Ever get the queasy feeling that both the MSM and the progressive blogosphere are spending way too much ink, bytes and time prattling on about Rudy Giuliani, while Mitt Romney is quietly racking up gains where it counts? If so, you may be quite right. See posts about the Mittster’s big mo here and here.
Michael Crowley has an interesting article up on the New Republic site discussing the unsavory past and present of South Carolina’s Republican presidential primary, featuring an array of consultants and operatives who apparently learned the dark arts of smearing opponents at the knee of the late Lee Atwater.
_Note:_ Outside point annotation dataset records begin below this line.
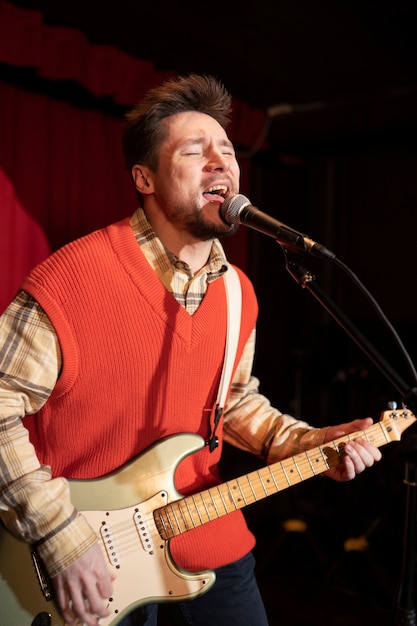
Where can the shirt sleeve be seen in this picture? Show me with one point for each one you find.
(33, 505)
(252, 424)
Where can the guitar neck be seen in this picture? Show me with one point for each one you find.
(192, 511)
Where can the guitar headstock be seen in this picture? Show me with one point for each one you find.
(398, 420)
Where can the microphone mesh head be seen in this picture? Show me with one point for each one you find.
(231, 208)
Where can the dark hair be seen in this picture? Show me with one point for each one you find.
(144, 131)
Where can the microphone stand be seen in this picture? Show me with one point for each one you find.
(406, 613)
(405, 610)
(308, 281)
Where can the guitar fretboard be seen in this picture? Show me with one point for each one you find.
(192, 511)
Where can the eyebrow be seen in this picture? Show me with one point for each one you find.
(201, 140)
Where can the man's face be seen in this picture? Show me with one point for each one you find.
(197, 170)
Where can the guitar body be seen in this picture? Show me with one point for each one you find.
(120, 509)
(136, 511)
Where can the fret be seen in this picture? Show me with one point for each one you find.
(262, 483)
(220, 489)
(269, 469)
(207, 517)
(188, 514)
(213, 501)
(197, 510)
(230, 489)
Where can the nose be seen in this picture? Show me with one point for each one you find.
(218, 160)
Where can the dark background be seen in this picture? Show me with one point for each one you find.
(338, 161)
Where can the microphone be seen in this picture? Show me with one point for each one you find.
(238, 210)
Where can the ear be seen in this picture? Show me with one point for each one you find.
(142, 178)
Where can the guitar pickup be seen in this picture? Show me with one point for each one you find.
(143, 530)
(110, 544)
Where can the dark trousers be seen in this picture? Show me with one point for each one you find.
(233, 600)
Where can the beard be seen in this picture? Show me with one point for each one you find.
(202, 228)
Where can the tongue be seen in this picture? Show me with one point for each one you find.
(213, 197)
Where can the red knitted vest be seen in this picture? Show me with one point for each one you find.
(136, 367)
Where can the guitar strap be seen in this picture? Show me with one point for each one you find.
(234, 312)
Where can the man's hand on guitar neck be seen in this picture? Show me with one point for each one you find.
(358, 454)
(83, 587)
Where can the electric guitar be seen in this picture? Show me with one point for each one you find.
(136, 511)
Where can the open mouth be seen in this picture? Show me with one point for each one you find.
(216, 193)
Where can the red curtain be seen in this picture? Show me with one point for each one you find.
(61, 165)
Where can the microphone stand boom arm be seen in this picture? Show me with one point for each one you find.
(306, 280)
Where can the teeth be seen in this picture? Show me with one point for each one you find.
(220, 188)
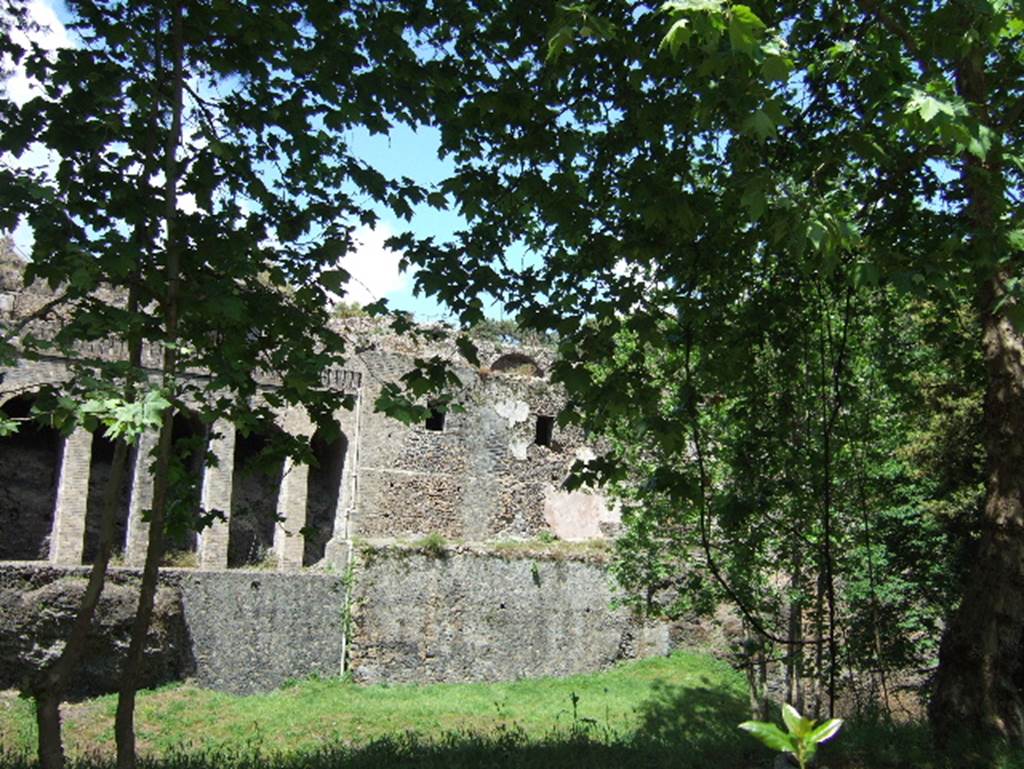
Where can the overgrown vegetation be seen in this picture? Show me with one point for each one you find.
(680, 712)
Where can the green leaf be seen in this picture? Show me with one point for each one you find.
(744, 30)
(776, 68)
(797, 724)
(817, 233)
(825, 731)
(677, 36)
(770, 735)
(558, 42)
(760, 125)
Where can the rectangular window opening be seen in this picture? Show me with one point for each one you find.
(435, 422)
(545, 430)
Unlike 2000, when virtually all of the nasty stuff was aimed at John McCain, it looks like most of the candidates this time around are getting down into the gutter, or at least allowing their Palmetto State supporters to do so. (BTW, I was dismayed to learn that one of the “haunts” of S.C. Republican operatives is Lizard Thicket, that excellent Columbia-based purveyor of southern fried foods).
But the really scary note comes at the end of Crowley’s piece:
As [GOP consultant Rod] Shealy notes, “The anonymity of the Internet is going to take the whole game to a new and much lower level than thought possible.” Last April, one anonymous blog–“McCain SC,” the “Unofficial Home for Palmetto State McCainiacs”–hawked a New York tabloid story alleging that Giuliani’s wife Judith was “involved in a program that killed innocent puppies” to test medical products. It sounds like the McCain team may have learned its lesson back in 2000, and now knows the secret to victory: When in South Carolina, do as the South Carolinians do.
We’re all used to conservatives calling their pro-choice fellow citizens “baby-killers.” But puppy-killers? That’s cold.